The origin of the eukaryote cell was a milestone in the evolution of life, since they include all complex cells and almost all multi-cellular organisms. The timing of this series of events is hard to determine; Knoll (2006) suggests they developed approximately 1.6 - 2 billion years ago. Some acritarchs are known from at least 1650 million years ago, and the possible alga Grypania has been found as far back as 2100 million years ago. Fossils that are clearly related to modern groups start appearing around 1.2 billion years ago, in the form of a red alga, though recent work suggests the existence of fossilized filamentous algae in the Vindhya basin dating back to 1.6 to 1.7 billion years ago. However, biomarkers suggest that at least stem eukaryotes arose even earlier. The presence of steranes in Australian shales indicates that eukaryotes were present 2.7 billion years ago.

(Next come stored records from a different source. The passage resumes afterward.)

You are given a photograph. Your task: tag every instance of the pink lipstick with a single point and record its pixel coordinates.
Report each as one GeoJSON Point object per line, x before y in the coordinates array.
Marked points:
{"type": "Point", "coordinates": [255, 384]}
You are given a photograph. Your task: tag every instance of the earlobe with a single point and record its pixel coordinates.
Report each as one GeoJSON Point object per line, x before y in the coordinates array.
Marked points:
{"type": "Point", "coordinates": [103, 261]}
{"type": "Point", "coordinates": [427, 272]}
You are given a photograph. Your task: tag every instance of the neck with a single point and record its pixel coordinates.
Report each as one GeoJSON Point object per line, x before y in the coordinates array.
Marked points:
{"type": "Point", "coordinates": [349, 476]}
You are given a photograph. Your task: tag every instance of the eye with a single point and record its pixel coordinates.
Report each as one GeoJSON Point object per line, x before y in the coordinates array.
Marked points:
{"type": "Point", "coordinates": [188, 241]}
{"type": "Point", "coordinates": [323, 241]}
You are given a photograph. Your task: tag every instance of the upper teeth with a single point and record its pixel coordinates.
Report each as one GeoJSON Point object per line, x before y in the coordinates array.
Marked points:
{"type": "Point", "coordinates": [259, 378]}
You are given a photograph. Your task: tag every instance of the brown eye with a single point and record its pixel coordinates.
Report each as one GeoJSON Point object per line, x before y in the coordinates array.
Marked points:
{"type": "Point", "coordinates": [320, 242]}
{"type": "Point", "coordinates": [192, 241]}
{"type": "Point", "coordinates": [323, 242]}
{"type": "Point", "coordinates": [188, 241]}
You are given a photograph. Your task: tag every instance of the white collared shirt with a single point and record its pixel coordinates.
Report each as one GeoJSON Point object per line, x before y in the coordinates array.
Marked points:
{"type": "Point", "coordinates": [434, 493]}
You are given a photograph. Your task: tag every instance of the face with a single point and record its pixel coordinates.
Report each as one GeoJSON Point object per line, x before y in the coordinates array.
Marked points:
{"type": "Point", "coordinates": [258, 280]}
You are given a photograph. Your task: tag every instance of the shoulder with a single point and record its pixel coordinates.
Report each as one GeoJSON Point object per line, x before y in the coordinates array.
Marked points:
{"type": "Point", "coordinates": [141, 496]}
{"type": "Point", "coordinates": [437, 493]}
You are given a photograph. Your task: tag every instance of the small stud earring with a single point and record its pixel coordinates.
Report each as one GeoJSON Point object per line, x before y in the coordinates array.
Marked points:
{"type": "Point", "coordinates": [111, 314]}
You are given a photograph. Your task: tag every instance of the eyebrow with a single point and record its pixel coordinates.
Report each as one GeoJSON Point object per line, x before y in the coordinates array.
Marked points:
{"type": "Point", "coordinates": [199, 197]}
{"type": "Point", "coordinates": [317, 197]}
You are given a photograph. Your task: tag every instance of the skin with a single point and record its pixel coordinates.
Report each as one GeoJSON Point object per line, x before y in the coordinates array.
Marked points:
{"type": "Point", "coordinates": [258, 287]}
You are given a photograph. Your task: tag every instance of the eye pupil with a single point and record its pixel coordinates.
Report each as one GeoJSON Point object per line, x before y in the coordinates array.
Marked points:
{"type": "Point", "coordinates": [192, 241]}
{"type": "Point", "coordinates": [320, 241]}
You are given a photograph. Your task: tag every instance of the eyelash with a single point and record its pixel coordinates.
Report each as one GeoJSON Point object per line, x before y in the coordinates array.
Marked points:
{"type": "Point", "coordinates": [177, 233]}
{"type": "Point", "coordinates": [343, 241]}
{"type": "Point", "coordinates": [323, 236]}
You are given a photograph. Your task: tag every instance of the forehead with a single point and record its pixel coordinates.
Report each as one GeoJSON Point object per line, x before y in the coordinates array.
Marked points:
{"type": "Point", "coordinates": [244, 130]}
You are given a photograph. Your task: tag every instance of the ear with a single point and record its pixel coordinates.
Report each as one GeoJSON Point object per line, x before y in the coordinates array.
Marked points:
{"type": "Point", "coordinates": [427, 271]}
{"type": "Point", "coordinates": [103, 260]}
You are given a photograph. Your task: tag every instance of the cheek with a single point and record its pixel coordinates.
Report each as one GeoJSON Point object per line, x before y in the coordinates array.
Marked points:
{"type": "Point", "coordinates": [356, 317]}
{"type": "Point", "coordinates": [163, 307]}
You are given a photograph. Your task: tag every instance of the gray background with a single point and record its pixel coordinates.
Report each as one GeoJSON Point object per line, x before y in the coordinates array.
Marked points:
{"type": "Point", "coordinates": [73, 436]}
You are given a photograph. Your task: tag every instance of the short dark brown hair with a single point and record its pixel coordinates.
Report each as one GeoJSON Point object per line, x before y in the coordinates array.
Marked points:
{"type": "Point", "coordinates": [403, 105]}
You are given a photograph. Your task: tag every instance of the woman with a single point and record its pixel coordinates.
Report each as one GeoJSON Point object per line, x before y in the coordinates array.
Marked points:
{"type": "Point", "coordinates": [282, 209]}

RNA trees constructed during the 1980s and 1990s left most eukaryotes in an unresolved "crown" group (not technically a true crown), which was usually divided by the form of the mitochondrial cristae; see crown eukaryotes. The few groups that lack mitochondria branched separately, and so the absence was believed to be primitive; but this is now considered an artifact of long-branch attraction, and they are known to have lost them secondarily.